元神の洗礼へ

アブは6歳になった。

エリックは7歳、ユリーナは9歳、ルーシーは11歳だ。

この世界の人間は6際になると教会に行き、

洗礼というものを受ける。

剣や魔法がある以上、決して治安もいいとは言えないこの世界で、6歳になれた事を神に感謝する。と言った行事だ。

洗礼を受けると同時に個体能力ステータスというものも確認できるようになる。


そしてバルト家一行は今から隣町の教会へと向かおうとしているところだった。


「アブくんはどんなステータスになるんだろうね〜」


「加護とかが貰えることがあるんでしたっけ」


「うん!私は武闘神の加護を貰ったのっ」


「脳筋神と言った方が適切なのでは?姉さんみたく」


そんな会話をしながら馬車へと乗り込みそろそろ出発しようかというところ。

今回同行するのは、両親、ユリーナ、護衛騎士10名だ。

どこかの街に貴族が訪れる場合、ある程度の人数で行かないとその街にお金が落ちないのだ。

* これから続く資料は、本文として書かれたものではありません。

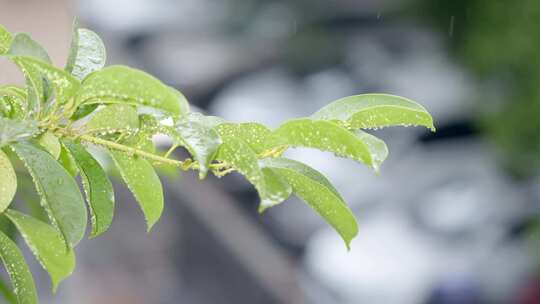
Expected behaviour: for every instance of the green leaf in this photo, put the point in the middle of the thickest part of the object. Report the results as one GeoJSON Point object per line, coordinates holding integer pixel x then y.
{"type": "Point", "coordinates": [60, 195]}
{"type": "Point", "coordinates": [254, 134]}
{"type": "Point", "coordinates": [237, 153]}
{"type": "Point", "coordinates": [17, 269]}
{"type": "Point", "coordinates": [14, 130]}
{"type": "Point", "coordinates": [50, 143]}
{"type": "Point", "coordinates": [5, 39]}
{"type": "Point", "coordinates": [68, 162]}
{"type": "Point", "coordinates": [47, 244]}
{"type": "Point", "coordinates": [196, 133]}
{"type": "Point", "coordinates": [375, 111]}
{"type": "Point", "coordinates": [143, 182]}
{"type": "Point", "coordinates": [37, 87]}
{"type": "Point", "coordinates": [97, 187]}
{"type": "Point", "coordinates": [64, 85]}
{"type": "Point", "coordinates": [87, 53]}
{"type": "Point", "coordinates": [120, 84]}
{"type": "Point", "coordinates": [114, 118]}
{"type": "Point", "coordinates": [13, 101]}
{"type": "Point", "coordinates": [6, 292]}
{"type": "Point", "coordinates": [322, 135]}
{"type": "Point", "coordinates": [318, 193]}
{"type": "Point", "coordinates": [8, 182]}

金を稼ぐだけでなく、経済を回していくのも貴族の仕事らしい。


「じゃ、出発するぞーっ」


馬車の中でゆらりゆらりと揺られながら2時間ほど経ったところで草原を見つけ、休憩となった。

着いた頃にはアブはユリーナの肩で寝ていたらしいが。


「じゃあそろそろ昼飯にするか!」


父さんの一言で我慢していた空腹が一気に襲ってくる。

それはユリーナも同じだったのだろうか結構喜んでいるみたいだ。


昼食はパンとスープの予定だったが、ユリーナ姉さんが肉が欲しいと駄々を捏ねたため

急遽ホーンラビットの肉が追加されたらしい。兎肉と言うらしいがさっぱりした感じの肉だった。スープを飲み干すとユリーナ姉さんから声がかかった。


「「稽古しよ!」ですか……?」


見事に声が重なる。

ユリーナもこの言葉の意味がわかったのか

いつもの押し方に声を変える。


「やろうよぉ〜、1回だけだしさ〜」


「いっつも負けてるじゃないですか。それも末っ子に…」


でも日に日に腕が上がって言っているのは確かだ。

ユリーナなりに何かを掴んで自分の力とすることが出来ている証拠だ。

だが1歩及ばないあたりが弱いところなのだろう。


「じゃあいいですよ?1回だけなら。」


「ほんとっ!?やったっ!」


「でーすーが、これに負けたらもう二度と勝負をふっかけてこないと約束して貰えますか?」


「やっぱいい」


くそっ…これで上手く言質をとってやろうという完璧な作戦が…。


「はい、もう出発するよ?」


「「はーい」」


父さんから声がかかり馬車の方を見る。

父さんと母さんはもう既に馬車に乗って待機している。


「行こっか」


「うん」


そうして馬車に乗り、日も傾き始めた頃に隣町に着いた。